During the course of my research, I’ve been using PDF’s highlight annotations to highlight parts of a paper that’re particularly interesting.
I wanted to be able to retrieve the highlighted text at a later date so I didn’t have to open the paper again to find the parts I found interesting when I read it the first time.
You’d think that exporting annotations on text would be something that all PDF readers which support annotations (most of them do) would be capable of. I mean, surely its easy enough even if there arnt that many reasons why you’d want to do it.
Alas, none that I found running on Linux had this feature, so I delved into trying to write something to do what I needed.
I based my project on a tool I found in a StackOverflow answer to a question similar to mine.

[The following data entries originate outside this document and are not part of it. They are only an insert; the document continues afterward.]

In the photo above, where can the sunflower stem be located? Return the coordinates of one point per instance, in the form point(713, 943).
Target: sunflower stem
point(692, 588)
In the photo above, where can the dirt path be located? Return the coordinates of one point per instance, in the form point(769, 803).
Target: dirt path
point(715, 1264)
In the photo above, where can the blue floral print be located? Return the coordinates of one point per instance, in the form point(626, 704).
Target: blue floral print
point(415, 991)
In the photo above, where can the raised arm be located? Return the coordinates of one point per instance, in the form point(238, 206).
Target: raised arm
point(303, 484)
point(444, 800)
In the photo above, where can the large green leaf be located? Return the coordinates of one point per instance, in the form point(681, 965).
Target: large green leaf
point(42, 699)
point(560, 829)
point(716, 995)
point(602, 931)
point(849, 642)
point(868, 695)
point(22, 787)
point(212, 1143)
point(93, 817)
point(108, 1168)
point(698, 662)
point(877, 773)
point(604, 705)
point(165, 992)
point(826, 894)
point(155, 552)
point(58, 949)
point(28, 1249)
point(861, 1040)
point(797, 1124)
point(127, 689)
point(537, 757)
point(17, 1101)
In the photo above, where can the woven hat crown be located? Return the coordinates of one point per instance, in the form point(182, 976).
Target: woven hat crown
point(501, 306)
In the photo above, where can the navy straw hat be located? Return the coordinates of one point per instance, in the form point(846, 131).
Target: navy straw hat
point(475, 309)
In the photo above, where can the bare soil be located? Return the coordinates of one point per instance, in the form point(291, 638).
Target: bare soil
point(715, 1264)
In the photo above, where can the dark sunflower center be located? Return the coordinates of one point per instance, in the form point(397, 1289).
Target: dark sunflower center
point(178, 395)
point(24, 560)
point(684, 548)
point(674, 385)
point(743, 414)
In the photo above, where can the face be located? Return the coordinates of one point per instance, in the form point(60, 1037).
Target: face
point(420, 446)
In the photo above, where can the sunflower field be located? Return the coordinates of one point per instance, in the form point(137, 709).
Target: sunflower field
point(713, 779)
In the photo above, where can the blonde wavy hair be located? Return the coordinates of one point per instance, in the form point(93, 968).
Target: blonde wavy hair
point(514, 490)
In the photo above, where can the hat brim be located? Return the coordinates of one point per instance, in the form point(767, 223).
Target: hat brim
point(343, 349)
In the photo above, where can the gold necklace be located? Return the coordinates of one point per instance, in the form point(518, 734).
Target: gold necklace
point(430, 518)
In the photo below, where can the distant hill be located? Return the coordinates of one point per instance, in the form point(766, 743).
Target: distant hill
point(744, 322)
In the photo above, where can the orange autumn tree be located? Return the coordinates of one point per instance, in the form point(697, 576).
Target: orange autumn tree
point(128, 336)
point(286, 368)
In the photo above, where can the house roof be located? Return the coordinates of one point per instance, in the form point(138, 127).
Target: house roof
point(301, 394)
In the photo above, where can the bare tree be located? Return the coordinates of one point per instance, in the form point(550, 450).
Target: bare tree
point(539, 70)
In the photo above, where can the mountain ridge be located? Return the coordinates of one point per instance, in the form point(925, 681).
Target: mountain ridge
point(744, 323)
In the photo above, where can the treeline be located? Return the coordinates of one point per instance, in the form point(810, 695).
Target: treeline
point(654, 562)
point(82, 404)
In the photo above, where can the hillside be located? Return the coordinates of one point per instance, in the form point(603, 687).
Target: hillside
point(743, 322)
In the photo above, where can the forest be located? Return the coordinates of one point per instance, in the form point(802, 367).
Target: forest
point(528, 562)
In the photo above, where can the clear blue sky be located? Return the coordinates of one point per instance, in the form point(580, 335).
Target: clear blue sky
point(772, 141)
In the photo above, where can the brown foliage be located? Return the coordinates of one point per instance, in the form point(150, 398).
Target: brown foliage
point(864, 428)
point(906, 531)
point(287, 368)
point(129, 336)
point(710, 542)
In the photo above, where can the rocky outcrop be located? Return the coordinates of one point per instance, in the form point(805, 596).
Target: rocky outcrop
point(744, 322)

The Python code in the answer utilises poppler-qt4 to export annotated text from a PDF. Unfortunately, the code is Python2 and the python poppler-qt4 package wouldn't install properly on my system anyway, even after installing the poppler-qt4 package.
Neither did Python’s poppler-qt5 bindings.
Convinced I could do a better job than a Python 2 script which depended on a package last updated in 2015, I translated the answer into the equivalent in C++.
I started with trying to use poppler-cpp, the C++ bindings for poppler where one has objects and namespaces, and none of the guff associated with GUI frameworks that I wouldn't need here. However, to my dismay, poppler-cpp doesn't support annotations at all. For whatever reason, annotation support only works with the bindings to a GUI framework, like glib or QT.
So instead I used poppler-glib (i.e glib from the GNOME project). Purely because I use GNOME, so wouldn't have to install anything extra.
Now, the PDF format is really odd. Annotations seem to be an after-thought to the format tacked on later.
Specifically highlighting is weird, because a highlight annotation has no connection to the document’s text.
As such, poppler’s poppler_annot_get_contents(PopplerAnnot *) which should return the annotation’s contents, returns nothing.
Instead, to get the text associated with a highlight annotation, one has to get the coordinates of the highlight annotation (A PopplerRectangle) and then utilise the function poppler_page_get_text_for_area(PopplerPage*, PopplerRectangle*) which returns the text in a defined area.
What an entirely baffling way to go about implementing highlighting. Attaching it as purely a visual element, rather than actually marking up the text.
Even more baffling is the fact that although my application works, it only mostly works.
Sometimes I get the full text highlighted, other times it chops off characters, and sometimes it adds things that’re nowhere near the highlighted text at all!
This is a problem I’m yet to solve, and I might never solve, because its ridiculous and the tool mostly does what I needed anyway.
In conclusion; The PDF format is weird, I wrote a thing.
If you use it, let me know how it goes!